The need to train scores of algorithms that are clinically useful – and executed in real-time – is at the heart of the AI challenge in radiology. In patient care settings, training algorithms must happen far more quickly than is common in most research settings today, where there is less time pressure.
Consider a medical facility that is a designated stroke center, with an SLA that includes strict time requirements for delivering a diagnosis when a patient comes into the emergency department as a possible stroke victim, in order to ensure the right treatment is administered in time to make a difference.
Radiologists are trained to quickly scan a set of images to see what might be going on with a patient. As AI comes into more practical use, it can assist those radiologists by sifting through massive amounts of data with great precision. The trick is that you have to tell the machines what to look for.
In AI, very narrowly focused algorithms are highly accurate in detecting very specific things – one for detecting subdural hematomas, for example, and another for detecting bleeds in the frontal cortex, while a third may scan for ischemic strokes.
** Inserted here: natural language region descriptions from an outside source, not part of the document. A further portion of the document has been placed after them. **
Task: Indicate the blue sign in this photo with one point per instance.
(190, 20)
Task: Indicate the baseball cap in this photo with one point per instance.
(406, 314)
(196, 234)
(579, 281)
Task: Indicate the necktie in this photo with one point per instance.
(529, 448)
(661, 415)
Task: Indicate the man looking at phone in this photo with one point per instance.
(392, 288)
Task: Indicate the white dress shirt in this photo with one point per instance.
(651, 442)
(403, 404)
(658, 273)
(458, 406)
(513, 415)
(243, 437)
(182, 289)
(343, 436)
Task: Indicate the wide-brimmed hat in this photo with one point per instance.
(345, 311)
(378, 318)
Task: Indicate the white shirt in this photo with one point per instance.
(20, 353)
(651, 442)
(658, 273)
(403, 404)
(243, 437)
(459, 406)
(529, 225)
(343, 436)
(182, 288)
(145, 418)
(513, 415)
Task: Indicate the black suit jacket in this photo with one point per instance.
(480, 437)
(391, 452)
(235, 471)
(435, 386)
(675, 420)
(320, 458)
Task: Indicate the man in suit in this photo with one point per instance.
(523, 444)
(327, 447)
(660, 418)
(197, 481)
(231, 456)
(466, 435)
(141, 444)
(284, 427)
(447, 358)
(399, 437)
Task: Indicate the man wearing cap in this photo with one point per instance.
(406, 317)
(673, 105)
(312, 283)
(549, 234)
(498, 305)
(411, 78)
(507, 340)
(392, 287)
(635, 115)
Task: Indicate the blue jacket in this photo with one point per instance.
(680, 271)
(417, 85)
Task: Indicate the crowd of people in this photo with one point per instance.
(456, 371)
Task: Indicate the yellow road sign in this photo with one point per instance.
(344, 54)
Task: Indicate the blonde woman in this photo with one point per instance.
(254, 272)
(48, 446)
That means you must run the same images through many different algorithms to detect different possibilities.
Now, advancements in picture archiving and communication systems (PACS) are emerging to meet these urgent clinical time requirements in the age of AI. Vendors are working to develop PACS that can act as AI algorithm-routing engines – sending a head CT to a specific set of algorithms, an abdomen and pelvic CT to another group.
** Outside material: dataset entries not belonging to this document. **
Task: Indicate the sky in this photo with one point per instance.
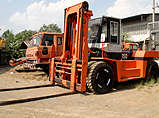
(19, 15)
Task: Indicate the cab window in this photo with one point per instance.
(47, 40)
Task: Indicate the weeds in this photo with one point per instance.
(139, 84)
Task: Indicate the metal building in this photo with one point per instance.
(140, 27)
That activity means running 1,500 or 2,000 images through 10, 20 or even 30 algorithms, not just one. The amount of data transfer that generates is enormous.
As these new tools take hold, having the right infrastructure to support super-high performance – delivering speed and capable of handling lots of data – is paramount.
Real-time analytics is critical to a practitioner’s ability to deliver better patient care. A provider must have the right information available at the right time in the context of how they are interacting with a given patient. In the middle of a procedure, that means pinpointing the relevant image; seeing something new in an ER patient might mean surfacing a piece of data buried in the patient's medical history.
The underlying infrastructure platform is a big piece of enabling AI to happen as fast as it can, to ensure providers get that just-in-time and just-right piece of information.
Outside of radiology, over the next several years, real-time analytics will have an impact in many areas:
Enriching EHRs. Electronic health record solutions were not built for real-time data. That’s changing as vendors work to modernize their capabilities to generate and extract data as close to real time as possible – with new APIs and new ways to harness data.
Faster billing/ordering. AI deployments in revenue cycle applications will help organizations generate bills more quickly, with the goal of presenting bills to patients and families before they leave the hospital or practice. That’s critical, for example, for high-deductible health plans with higher-patient payments.
Changing workflows. Radiologists and other practitioners accustomed to working with retrospective data will find that near real-time is no longer good enough. Doctors trained in traditional paths to diagnose patients will find that with more and faster information those workflows will change.
The Road Ahead
The rise of real-time information and AI in healthcare is real. Within three years AI will touch every x-ray, according to one recent forecast, and within ten years, all CT scans will be evaluated by AI. Forward-looking hospital leaders should be preparing their organizations now so that they can take advantage of the opportunities provided by this technology.